Our Lord does not very often tell us much about the distant future. We usually have to be content with sensing some degree of reassurance about the next step – Paul was told simply to get up, enter Damascus and await further instructions. You will be told what you are to do (Acts 9.6). But perhaps Peter, with his own sometimes wrong-headed ideas, needs to know that his leadership of the church will not culminate in any more of a victory parade than Jesus himself had known. There is an old legend that on the night before his execution, Peter escaped from prison, and was heading south on the Appian Way, when he encountered a familiar figure coming towards him bearing his own cross. Quo vadis? ‘Where are you going?’, he asked, and Jesus replied that he was going to Rome to be crucified afresh. Peter turned back and was found in his cell next morning ready to be taken out for the upside-down crucifixion that awaited him.
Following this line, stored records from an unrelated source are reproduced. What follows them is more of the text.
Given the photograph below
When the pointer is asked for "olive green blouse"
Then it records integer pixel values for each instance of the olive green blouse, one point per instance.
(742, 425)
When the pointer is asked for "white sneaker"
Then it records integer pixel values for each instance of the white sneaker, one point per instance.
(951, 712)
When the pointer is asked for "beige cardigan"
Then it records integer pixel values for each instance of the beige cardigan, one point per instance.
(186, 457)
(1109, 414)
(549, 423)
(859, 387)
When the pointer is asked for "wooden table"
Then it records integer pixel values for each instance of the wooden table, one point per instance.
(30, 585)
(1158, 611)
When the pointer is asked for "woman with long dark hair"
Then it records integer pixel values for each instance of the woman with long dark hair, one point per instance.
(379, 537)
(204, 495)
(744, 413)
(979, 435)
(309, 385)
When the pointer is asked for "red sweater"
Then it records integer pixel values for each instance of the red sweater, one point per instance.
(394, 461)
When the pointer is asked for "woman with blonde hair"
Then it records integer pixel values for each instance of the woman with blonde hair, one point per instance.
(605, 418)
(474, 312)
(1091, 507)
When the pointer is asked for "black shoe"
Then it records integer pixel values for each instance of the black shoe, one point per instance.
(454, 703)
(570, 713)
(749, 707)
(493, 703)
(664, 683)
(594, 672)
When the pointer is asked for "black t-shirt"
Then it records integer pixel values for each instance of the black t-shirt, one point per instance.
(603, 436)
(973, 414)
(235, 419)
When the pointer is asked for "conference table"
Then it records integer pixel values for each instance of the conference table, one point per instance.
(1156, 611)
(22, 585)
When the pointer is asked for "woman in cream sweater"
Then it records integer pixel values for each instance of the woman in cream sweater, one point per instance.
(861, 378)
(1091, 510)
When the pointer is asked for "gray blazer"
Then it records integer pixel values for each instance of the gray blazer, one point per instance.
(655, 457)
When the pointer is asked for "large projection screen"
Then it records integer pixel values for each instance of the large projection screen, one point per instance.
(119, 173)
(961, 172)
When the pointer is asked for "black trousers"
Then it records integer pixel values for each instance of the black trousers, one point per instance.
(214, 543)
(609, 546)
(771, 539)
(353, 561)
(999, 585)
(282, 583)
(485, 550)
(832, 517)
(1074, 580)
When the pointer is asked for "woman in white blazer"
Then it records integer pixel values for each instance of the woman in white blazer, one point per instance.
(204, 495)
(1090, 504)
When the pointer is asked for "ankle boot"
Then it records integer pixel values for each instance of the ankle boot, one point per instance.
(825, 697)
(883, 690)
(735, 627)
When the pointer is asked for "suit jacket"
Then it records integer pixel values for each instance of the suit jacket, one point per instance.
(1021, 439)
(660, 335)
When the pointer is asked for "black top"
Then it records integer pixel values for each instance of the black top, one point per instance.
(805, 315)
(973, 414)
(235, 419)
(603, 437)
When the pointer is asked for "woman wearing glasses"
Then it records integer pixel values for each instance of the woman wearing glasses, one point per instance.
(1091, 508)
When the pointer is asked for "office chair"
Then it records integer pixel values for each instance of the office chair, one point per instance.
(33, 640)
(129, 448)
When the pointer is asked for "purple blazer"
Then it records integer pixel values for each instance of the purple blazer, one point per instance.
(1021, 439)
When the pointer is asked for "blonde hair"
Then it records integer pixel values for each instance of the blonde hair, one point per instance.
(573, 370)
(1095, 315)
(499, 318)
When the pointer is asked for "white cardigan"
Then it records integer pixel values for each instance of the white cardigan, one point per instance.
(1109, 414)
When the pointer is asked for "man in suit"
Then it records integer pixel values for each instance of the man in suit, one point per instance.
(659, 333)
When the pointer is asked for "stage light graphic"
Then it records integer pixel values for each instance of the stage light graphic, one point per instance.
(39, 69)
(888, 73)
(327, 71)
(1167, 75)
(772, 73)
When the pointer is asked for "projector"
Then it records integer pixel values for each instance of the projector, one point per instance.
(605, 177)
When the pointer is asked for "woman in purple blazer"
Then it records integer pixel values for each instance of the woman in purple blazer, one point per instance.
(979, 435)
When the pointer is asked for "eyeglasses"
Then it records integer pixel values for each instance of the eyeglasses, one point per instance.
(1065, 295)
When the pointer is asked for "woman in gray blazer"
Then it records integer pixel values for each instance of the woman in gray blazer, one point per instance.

That story is only an ancient legend, but it reflects the truth which hit Paul between the eyes with such stunning effect on the road to Damascus. Just as in Paul’s vision, Jesus was identified with the victims of his persecution, so in Peter’s dream, Jesus was coming to Rome to be identified with him in his crucifixion.
On Easter Day, when John entered the empty tomb with Peter, we read that he saw and believed, for as yet they did not understand the scripture, that he must rise from the dead (John 20.9). He saw that the body of Jesus was no longer there. There were other possible explanations, but in that moment John believed that he had risen, even if he didn’t understand what it meant. The understanding came later, in part as Jesus explained it to them over the following days and weeks, but in part surely, for John at least, over a lifetime of reflection on the events which he had witnessed. Each one of us is a disciple whom Jesus loves. Even if, like John, we have seen the truth about Jesus, and have said in our hearts ‘This I believe’ we still need a lifetime, perhaps longer, to understand fully what it really means. The wonder of the resurrection is not just what happened to Jesus himself, but what happens to us, as individuals and as a church, when we follow the path which our love for him reveals to us. We are not heroes like St Paul, nor are we likely to be martyrs like St Peter, but we are all dearly loved by our risen Lord, who longs to heal, restore, affirm and empower us as we confess with St Peter: Lord, you know that I love you.